Keglin trank seinen Kaffee, Mook kaute seinen Kaugummi. Hinter den beiden befand sich eines der Wohnhäuser, in dem zu viele Familien auf zu wenig Platz untergebracht waren. Der Betonklotz ragte weit in den Himmel, und es war nicht das erste Mal, das hier die Polizei vor dem Haus stand. Das Dach des Gebäudes war in der ganzen Stadt beliebt, wenn es darum ging, ein schnelles Ende zu finden.
In der Regel waren es die Polizisten aus der Akademie, die dann aufräumen durften. Milten hielt Ausschau, aber er konnte keinen jungen Polizisten entdecken, der eine zerfetzte Leiche auf eine Trage sortierte. Er wollte schon entspannt seufzen, da kam ein junger Beamter aus dem Gebäude. Seine Uniform war aufwendig gepresst und prahlte mit jeder Bügelfalte. Miltens Augen suchten sofort wieder den Boden ab.
„Wie geht es dir, Mook?“, fragte Percy.
„Gut.“
„Und deiner Frau?“
„Gut.“
„Und was macht der Ruhestand?“
„Noch 438 Tage.“ Der Moschusochse lächelte, wodurch seine gelben Zähne unter der Oberlippe hervorrutschten. Sein Atem roch nach Grünzeug und Pfefferminz.
„Und dann ist Schichtende, und zwar für immer“, fügte Keglin hinzu.
„Was wollt ihr zwei überhaupt den ganzen Tag machen, wenn ihr Rentner seid? Wo steht ihr dann in der Gegend herum und tragt eure alten Anzüge auf und vor allem, was soll aus eurem Ford werden?“, fragte Percy und zeigte auf das mokkabraune Gefährt mit den braunen Roststellen, die über die ganze Karosserie verteilt waren wie ein Ausschlag.

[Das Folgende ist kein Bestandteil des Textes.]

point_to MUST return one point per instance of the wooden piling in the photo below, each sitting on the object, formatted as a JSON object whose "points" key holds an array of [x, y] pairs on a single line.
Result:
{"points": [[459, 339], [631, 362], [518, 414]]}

„Eigentlich gehört der Cortina ja der Stadt, aber sie werden ihn an mich abtreten. Für so gut wie nichts.“
So gut wie nichts?, dachte Percy. Wie alt ist der Karren? 30 Jahre?
„Ist das nicht schon ein Oldtimer?“, fragte Milten.
„Natürlich, der ist jetzt schon fast vierzig Jahre alt, ist aber auch ein feines Wägelchen. Und wenn wir in den Ruhestand gehen, also dafür haben wir uns auf jeden Fall schon etwas überlegt. Ich zumindest.“
„Und du, Mook, was willst du machen?“
„Habe eine Bell UH-1gekauft. Bin am Renovieren. Fast fertig.“
Der junge Polizist, der bis grade eben der Unterhaltung geduldig beigewohnt hatte, ergriff das Wort. „Meine Herren, dürfte ich Ihnen den Tatort zeigen?“
Milten wandte sich nicht an den Uniformierten mit der Bügelfalte, sondern an Keglin: „Warum habt ihr uns eigentlich hergerufen?“
„Da unten sitzt eine alte Bekannte von euch. Ich glaube, die solltet ihr euch mal ansehen. Jemand hat ihr ... Er wird euch die Details nennen“, sagte Keglin und zeigte auf den jungen Polizisten. „Wir gehen jetzt erst mal frühstücken.“
Milten warf einen Blick auf seine Taschenuhr. „Es ist gerade mal halb sieben morgens, da geht ihr schon frühstücken?“
„Klar“, sagte Mook und öffnete die Beifahrertür des Ford Cortina.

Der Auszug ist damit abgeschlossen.